GM Named For Las Vegas' NHL Expansion Team

Steve Marcus

George McPhee speaks after being named general manager of Las Vegas’ NHL expansion team during a news conference at the T-Mobile Arena Wednesday, July 13, 2016. McPhee is a former general manager of the NHL’s Washington Capitals.

GM Named for Las Vegas' NHL Team

George McPhee, left , speaks with Bill Foley, the owner of Las Vegas' NHL expansion team, after McPhee was announced as general manager of the expansion team during a news conference at the T-Mobile Arena Wednesday, July 13, 2016. McPhee is a former general manager of the NHL's Washington Capitals. Launch slideshow »

At his introductory news conference on Wednesday, George McPhee took a page out of the UNLV coaching textbook. When asked about style of play, the general manager of Las Vegas’ first major-league pro franchise promised just short of putting the runnin’ back in Runnin’ Rebels.

“We’ll play a brand of hockey that people like. I’ve never enjoyed the sit-back style of hockey,” said McPhee, who was the Washington Capitals general manager for 17 years. “We’ll be a team that’s attacking all the time and pressuring pucks all over the ice.”

As franchise owner Bill Foley keeps working on securing a team name for the NHL’s 31st franchise, McPhee shed some light on the ideals and philosophies that will be the backbone of Vegas’ hockey team. Here are a few excerpts from McPhee’s comments:

On the differences between rebuilding a team and starting with an expansion franchise …

In some ways I like this situation a lot better. Historically, you take over a team that needs work and you have to dig out from under some bad contracts or players that aren’t getting the job done and you have to make changes to the staff. If it has to be done it has to be done, but it’s negative fun. Here you’re coming in and it’s a clean slate and you get to pick everyone in the organization. I’m looking forward to that. In some ways this is what every GM wants to experience at some point in their career.

On what they’re looking for in a coach …

We can take our time with that, but a coach has to be a lot of things. Obviously he has to know the technical packages, know his Xs and Os, but it goes beyond that. A coach has to be someone who deep down in his soul is a really confident person, really believes in what he’s doing. Certainly he has to understand the game, but for me it has to be someone that the players respect and like and want to win for. Someone who cares about the players and they care about him. The players will do what they’re told, but you want them to want to do it for the coach and for themselves.

On any concerns about potential distractions having a franchise based in Las Vegas …

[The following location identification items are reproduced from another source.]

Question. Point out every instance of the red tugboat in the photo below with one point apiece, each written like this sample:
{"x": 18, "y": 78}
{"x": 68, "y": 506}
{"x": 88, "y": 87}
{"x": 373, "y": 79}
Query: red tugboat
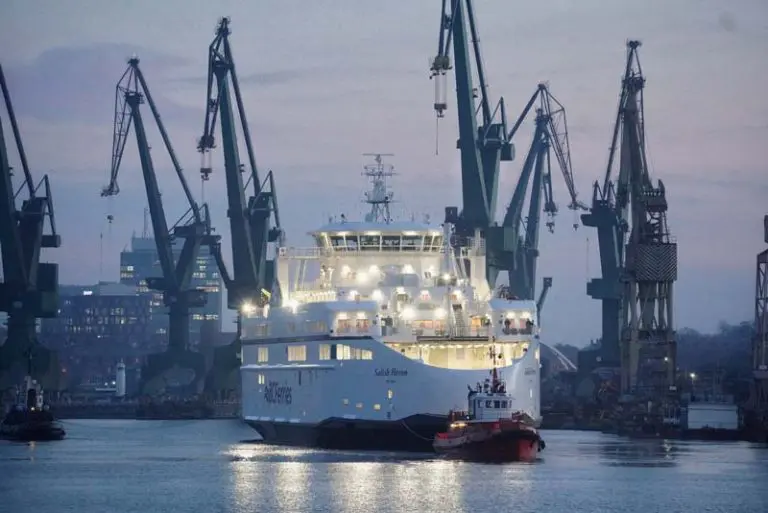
{"x": 491, "y": 430}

If we get the right players they’re going to be focused on being great players and doing every single thing in their lives to be a great player. How they carry themselves, how they walk, how they talk, how they dress, how they present themselves in the community, how they help in the community. Those are the kind of guys we want. There are distractions everywhere, but your performance is based on you and if you let something or someone get in the way of that, that’s your fault and we’ve got the wrong guy. We’ll be getting the right guys. If you want to get into trouble there are lots of places to get into trouble in this league.

On what the Las Vegas franchise will offer to free agents …

I think a lot of people are going to want to play here. This is really an exciting town that has a lot to offer. This arena is fabulous, I’ve seen where the practice facility is going to go up; it’s a great place to develop future NHL players. It’s really important that all of these things are lined up: the rink, the practice rink, a place to live, how easy it is to get back and forth. That matters to players. Obviously the climate is fantastic and no state income tax matters. That helps.

On how they want to manage the salary cap, which is expected to be $73 million in 2016-17 and a little higher in 2017-18 …

We want to have the best salary cap management in the league. At my past job, one of the reasons that team was a really good team is we didn’t have cap issues. We did the right things, we did smart contracts and signed good players. And players who wanted too much money, we let them walk. You can survive the loss of a player, you can’t survive a bad contract. You can’t let dead money or pay-it-forward schemes or anything like that get in the way of what you’re trying to do. You manage the cap properly, you can manage people properly and you’ll have a good team.